Les Verviétois refusèrent aux autres Fédérations de changer le titre de leur journal (69). En revanche, le contenu du Mirabeau fut modifié (70): il lui fallut insérer d’avantage d’avis et communications émanant des diverses Fédérations, au détriment des aspects verviétois.

Sans doute le journal y perdit-il des lecteurs : alors qu’il avait eu une situation financière saine jusqu’à la fin de 1873, il était en déficit trois mois après sa transformation en organe national (71). Il conserva ce caractère national durant deux ans. En janvier 1876 en effet, il devint « organe des sections wallonnes » : le Conseil belge avait été transféré de Verviers a Anvers, et un hebdomadaire de cette ville De Werker était devenu organe officiel pour les régions de langue flamande (72).

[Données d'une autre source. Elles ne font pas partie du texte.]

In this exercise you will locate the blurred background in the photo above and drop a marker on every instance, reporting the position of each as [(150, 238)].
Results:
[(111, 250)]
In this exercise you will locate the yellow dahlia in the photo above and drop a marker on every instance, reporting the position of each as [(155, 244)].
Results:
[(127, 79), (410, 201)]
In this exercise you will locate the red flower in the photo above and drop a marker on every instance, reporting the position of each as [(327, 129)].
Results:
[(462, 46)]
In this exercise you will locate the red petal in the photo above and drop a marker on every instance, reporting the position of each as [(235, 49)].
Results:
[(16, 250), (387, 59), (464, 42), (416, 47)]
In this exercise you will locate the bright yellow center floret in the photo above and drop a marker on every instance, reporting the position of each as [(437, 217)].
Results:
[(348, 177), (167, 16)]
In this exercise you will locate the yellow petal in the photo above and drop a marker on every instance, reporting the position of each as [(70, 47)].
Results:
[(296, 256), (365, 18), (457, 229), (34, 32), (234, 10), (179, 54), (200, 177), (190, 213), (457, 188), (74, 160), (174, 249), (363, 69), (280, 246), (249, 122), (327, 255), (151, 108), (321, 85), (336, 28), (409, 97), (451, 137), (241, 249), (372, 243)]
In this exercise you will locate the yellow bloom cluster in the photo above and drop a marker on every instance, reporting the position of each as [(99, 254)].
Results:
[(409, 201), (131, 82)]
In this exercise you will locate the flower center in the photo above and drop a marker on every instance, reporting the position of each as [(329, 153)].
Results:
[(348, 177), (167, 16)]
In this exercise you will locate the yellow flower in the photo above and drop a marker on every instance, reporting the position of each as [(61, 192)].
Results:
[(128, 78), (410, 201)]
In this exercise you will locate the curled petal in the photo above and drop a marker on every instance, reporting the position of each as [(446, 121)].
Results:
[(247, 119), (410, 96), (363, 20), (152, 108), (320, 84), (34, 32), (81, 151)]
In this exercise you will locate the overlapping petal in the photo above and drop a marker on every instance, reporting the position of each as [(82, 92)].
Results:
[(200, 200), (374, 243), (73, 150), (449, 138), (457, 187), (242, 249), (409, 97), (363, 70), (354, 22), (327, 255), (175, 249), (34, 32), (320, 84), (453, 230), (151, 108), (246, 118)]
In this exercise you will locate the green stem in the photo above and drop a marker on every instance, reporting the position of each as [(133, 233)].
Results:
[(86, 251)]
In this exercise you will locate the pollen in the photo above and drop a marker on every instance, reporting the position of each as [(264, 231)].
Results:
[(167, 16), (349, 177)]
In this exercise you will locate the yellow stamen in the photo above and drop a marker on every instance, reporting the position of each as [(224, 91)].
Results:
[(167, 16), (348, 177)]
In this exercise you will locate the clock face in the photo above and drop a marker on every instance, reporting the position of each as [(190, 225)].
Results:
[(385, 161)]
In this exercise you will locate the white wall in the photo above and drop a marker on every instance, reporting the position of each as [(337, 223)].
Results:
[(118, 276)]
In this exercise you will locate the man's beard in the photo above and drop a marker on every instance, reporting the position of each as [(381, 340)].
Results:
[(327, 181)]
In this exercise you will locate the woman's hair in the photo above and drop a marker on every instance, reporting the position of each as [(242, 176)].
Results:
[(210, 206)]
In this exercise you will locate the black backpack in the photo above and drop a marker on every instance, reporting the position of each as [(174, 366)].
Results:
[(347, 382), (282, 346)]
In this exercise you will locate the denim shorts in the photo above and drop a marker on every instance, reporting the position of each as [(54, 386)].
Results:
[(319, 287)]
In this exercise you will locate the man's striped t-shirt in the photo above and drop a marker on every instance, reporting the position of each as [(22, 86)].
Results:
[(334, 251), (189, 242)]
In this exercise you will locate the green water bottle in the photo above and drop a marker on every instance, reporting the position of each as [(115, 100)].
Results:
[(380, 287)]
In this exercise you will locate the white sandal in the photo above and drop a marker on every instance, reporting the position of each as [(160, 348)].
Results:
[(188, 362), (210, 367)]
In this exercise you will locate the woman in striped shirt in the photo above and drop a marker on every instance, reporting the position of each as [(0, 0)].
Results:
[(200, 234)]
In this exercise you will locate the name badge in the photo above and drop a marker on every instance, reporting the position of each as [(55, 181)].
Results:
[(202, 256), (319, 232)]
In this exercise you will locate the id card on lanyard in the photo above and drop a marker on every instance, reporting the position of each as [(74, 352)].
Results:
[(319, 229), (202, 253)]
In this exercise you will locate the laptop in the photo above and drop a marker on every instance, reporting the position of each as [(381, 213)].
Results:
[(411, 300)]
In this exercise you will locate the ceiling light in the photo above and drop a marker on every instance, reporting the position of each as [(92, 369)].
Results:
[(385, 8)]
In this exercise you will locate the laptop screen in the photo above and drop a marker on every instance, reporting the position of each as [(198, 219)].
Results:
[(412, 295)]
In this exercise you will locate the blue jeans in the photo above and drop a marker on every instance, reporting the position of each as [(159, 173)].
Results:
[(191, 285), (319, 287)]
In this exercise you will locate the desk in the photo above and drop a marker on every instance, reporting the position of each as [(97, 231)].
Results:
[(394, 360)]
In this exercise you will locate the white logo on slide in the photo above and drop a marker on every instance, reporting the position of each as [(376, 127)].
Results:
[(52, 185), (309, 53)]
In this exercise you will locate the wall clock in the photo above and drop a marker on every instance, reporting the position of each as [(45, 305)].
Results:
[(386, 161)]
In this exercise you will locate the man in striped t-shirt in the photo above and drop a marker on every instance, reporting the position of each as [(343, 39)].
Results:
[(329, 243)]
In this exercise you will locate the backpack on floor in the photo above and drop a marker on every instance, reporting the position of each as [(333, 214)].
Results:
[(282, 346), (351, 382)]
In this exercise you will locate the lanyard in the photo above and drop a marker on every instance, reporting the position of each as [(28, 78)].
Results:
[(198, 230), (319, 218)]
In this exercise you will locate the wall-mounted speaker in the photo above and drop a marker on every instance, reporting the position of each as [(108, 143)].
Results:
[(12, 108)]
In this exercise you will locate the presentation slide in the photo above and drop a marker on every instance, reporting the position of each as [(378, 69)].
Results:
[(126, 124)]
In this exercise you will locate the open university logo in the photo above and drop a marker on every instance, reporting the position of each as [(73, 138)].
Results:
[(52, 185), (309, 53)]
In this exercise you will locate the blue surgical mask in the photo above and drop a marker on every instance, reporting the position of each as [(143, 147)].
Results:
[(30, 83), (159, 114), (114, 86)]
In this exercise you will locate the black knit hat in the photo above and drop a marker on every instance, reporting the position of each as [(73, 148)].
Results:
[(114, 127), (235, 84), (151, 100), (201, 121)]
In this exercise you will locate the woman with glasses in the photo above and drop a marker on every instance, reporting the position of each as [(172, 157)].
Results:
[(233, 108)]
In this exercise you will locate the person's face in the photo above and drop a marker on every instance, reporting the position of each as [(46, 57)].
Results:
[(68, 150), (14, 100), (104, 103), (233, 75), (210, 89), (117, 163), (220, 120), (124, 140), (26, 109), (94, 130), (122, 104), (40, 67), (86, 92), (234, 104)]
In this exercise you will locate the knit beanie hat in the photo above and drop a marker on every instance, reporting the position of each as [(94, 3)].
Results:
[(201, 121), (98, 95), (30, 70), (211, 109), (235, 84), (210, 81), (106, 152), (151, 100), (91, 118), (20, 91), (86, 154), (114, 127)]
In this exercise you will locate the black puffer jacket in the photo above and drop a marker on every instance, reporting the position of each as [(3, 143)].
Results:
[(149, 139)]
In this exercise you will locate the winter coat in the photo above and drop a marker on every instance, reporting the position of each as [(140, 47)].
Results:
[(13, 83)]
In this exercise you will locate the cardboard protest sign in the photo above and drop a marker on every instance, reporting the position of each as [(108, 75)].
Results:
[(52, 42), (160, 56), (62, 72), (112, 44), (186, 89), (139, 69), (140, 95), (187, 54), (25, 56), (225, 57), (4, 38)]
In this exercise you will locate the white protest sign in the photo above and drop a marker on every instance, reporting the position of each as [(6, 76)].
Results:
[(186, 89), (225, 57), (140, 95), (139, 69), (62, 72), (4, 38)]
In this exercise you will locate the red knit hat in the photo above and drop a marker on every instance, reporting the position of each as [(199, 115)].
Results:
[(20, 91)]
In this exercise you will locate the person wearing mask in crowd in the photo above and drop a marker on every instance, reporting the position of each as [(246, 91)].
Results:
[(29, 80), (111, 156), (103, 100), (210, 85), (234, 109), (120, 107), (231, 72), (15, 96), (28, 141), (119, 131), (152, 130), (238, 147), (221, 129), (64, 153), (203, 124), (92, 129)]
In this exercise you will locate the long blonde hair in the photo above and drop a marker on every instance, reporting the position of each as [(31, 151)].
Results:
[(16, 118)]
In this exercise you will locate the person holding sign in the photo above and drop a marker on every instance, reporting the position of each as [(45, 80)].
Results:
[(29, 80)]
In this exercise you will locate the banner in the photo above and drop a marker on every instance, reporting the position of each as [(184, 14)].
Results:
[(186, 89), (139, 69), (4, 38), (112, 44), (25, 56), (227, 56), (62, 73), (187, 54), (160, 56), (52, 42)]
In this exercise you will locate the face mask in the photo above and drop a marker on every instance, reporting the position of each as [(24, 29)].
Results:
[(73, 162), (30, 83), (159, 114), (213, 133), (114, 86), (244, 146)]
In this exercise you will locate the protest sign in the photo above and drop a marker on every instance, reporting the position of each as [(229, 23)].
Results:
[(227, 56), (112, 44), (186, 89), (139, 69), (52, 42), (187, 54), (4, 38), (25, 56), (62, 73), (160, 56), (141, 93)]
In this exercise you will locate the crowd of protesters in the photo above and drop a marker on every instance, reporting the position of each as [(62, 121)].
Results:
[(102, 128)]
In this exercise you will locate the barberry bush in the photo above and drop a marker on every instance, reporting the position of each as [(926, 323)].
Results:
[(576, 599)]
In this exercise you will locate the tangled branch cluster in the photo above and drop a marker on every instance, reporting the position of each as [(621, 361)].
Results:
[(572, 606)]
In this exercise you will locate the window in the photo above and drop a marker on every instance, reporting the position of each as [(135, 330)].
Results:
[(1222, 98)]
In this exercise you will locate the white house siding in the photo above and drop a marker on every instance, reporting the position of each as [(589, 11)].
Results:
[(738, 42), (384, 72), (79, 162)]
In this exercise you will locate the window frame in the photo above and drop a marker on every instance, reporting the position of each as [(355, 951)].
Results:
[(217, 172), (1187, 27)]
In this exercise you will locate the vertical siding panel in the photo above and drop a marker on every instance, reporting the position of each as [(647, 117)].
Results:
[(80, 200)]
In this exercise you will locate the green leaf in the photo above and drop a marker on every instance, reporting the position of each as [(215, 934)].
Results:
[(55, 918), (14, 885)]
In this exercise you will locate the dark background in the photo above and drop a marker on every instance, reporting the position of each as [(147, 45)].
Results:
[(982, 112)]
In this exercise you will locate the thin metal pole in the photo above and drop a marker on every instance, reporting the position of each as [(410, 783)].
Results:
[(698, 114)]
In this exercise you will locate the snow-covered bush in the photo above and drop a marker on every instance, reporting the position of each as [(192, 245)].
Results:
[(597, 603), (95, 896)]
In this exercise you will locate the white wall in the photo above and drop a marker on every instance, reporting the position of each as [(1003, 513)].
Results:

Le transfert du Conseil a Anvers traduisait la remontée au sein de l’Internationale en Belgique d’un courant « modéré » opposé aux principes de décentralisation et de révolution, et favorable a l’action politique pacifique (conquête du droit de vote). C’est qu’une réaction s’était produite des 1875 dans le mouvement ouvrier, en Flandre et à Bruxelles. Dans cette ville, des sociétés ouvrières avaient fondé en janvier 1875 — en dehors de l’A .I.T. — la Chambre du Travail ; les méthodes qu’elle préconisa (pétitionnement aux Chambres notamment) rencontrèrent l’adhésion des socialistes gantois et anversois. En revanche, Verviers y restait tout a fait hostile ; dans le courant de 1876, le Bruxellois Louis Bertrand et le Gantois Anseele se rendirent dans la cité lainière pour tenter de convaincre les militants — au cours d’un débat contradictoire — de la nécessite d’abandonner les thèses anarchistes, l ’ « autonomisme » et l ’ « abstentionnisme », pour se rallier à la conquête des pouvoirs publics par la classe ouvrière (73).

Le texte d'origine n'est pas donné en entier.